Esforcémonos por vivir la unidad sincera y profunda en nuestro presbiterio, a pesar de las diferencias objetivas que puede haber entre nosotros, que más que una dificultad puede suponer una riqueza para todos. Pongamos siempre, en primer lugar, la obediencia sincera al Señor; la diligente fidelidad al único Sacerdote, Jesús; el amor profundo a nuestra madre la Iglesia, lo que implica protegerla y cuidarla, siendo conscientes de lo que suponen las consecuencias de nuestros actos; y el servicio de nuestra total entrega al pueblo santo de Dios.
Queridos hermanos sacerdotes, gracias en nombre del Señor y de toda nuestra Iglesia jiennense por vuestra entrega y fidelidad, por vuestro ser sacerdote. Agradezcamos la vida entregada hasta la muerte de nuestros hermanos que en este año han pasado a la presencia del Padre: Nuestro querido D. Antonio Ceballos Ob, D. Joaquín Tuñón, D. Félix Martínez, D. Manuel Peña, D. Valentín Anguita, D. Reyes Castaño y D. Diego Moreno.

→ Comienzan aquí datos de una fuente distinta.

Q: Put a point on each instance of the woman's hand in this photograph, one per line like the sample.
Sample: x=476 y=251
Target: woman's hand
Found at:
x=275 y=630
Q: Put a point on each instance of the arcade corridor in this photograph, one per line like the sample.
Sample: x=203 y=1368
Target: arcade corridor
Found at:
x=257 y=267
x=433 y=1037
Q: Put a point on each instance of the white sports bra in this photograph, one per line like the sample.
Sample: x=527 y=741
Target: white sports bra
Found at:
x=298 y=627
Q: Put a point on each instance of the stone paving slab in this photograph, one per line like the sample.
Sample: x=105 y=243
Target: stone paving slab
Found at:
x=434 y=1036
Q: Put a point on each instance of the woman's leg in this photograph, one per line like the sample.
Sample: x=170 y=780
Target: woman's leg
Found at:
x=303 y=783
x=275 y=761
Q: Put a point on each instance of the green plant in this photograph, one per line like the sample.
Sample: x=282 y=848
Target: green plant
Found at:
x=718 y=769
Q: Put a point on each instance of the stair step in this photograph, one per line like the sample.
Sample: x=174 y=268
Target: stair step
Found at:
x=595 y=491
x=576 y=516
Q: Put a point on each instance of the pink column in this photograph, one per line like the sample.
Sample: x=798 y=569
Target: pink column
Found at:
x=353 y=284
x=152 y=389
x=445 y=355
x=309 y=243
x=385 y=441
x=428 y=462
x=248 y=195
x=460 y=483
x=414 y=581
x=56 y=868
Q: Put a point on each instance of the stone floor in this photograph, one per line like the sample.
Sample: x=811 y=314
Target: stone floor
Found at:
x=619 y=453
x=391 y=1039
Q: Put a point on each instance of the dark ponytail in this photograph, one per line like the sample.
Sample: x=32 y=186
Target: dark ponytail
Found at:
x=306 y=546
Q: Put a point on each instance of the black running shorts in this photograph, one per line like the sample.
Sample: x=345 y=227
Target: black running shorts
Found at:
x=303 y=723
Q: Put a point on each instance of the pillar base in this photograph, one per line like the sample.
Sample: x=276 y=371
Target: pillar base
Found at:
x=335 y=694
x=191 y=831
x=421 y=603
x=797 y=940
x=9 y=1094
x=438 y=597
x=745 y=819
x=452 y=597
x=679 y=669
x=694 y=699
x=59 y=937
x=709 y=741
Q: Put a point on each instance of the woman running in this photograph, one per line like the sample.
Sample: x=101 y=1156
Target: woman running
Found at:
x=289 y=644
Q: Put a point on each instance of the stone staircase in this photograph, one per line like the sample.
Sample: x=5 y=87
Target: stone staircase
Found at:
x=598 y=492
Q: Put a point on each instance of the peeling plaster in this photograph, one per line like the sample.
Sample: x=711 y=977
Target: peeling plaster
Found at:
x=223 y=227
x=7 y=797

Hoy es día de oración por todo el Pueblo Santo de Dios, pueblo consagrado y sacerdotal, pero especialmente por quienes estamos llamados a ser “otros Cristos”, por el sacerdocio ministerial recibido. Por ello, queridos diáconos, religiosos, religiosas, hombres y mujeres, jóvenes y ancianos, fieles cristianos laicos, rogad con nosotros y por nosotros, por nuestro ministerio, para que renovemos verdaderamente, de corazón, las promesas sacerdotales, y pidamos a Dios que nunca falten en nuestra Iglesia jóvenes dispuestos a ofrecer su vida en este servicio santo del ministerio sacerdotal y apostólico.
Que Santa María, Madre de Jesús y Madre nuestra, Madre de los Apóstoles y Madre de la Iglesia, nos conceda la gracia de responder con fidelidad y con alegría a la vocación que cada uno hemos recibido del Señor para servicio de los hermanos y edificación del Reino de Dios en nuestro mundo.